Lebih lanjut, analisis ekokardiografi menunjukkan bahwa fungsi endotel—kemampuan pembuluh darah untuk melebar dan berkontraksi secara normal—membaik secara lebih substansial pada kelompok ASHIIT. Disfungsi endotel seringkali merupakan tanda awal aterosklerosis dan penyakit arteri koroner. Data menunjukkan perbaikan elastisitas arteri sebesar 35% pada kelompok adaptif.
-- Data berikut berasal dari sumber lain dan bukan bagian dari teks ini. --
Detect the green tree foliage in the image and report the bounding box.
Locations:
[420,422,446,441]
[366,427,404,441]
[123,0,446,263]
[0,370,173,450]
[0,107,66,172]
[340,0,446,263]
Dr. Lena Hartmann, penulis utama studi, menjelaskan bahwa kunci keberhasilan ASHIIT terletak pada personalisasi intensitas secara berkelanjutan. "HIIT tradisional sering kali menggunakan protokol statis. Dengan ASHIIT, kami menyuntikkan tingkat stres yang tepat sesuai kemampuan tubuh saat itu, memicu respons adaptasi yang lebih kuat tanpa menyebabkan kelelahan berlebihan yang dapat menghambat pemulihan," ujarnya.
Meskipun demikian, para ahli menekankan bahwa penerapan protokol baru ini memerlukan pengawasan profesional, terutama bagi individu yang baru memulai atau memiliki riwayat masalah jantung. Tren saat ini menunjukkan bahwa kustomisasi latihan berdasarkan umpan balik biologis segera menjadi panduan utama dalam kedokteran olahraga masa depan.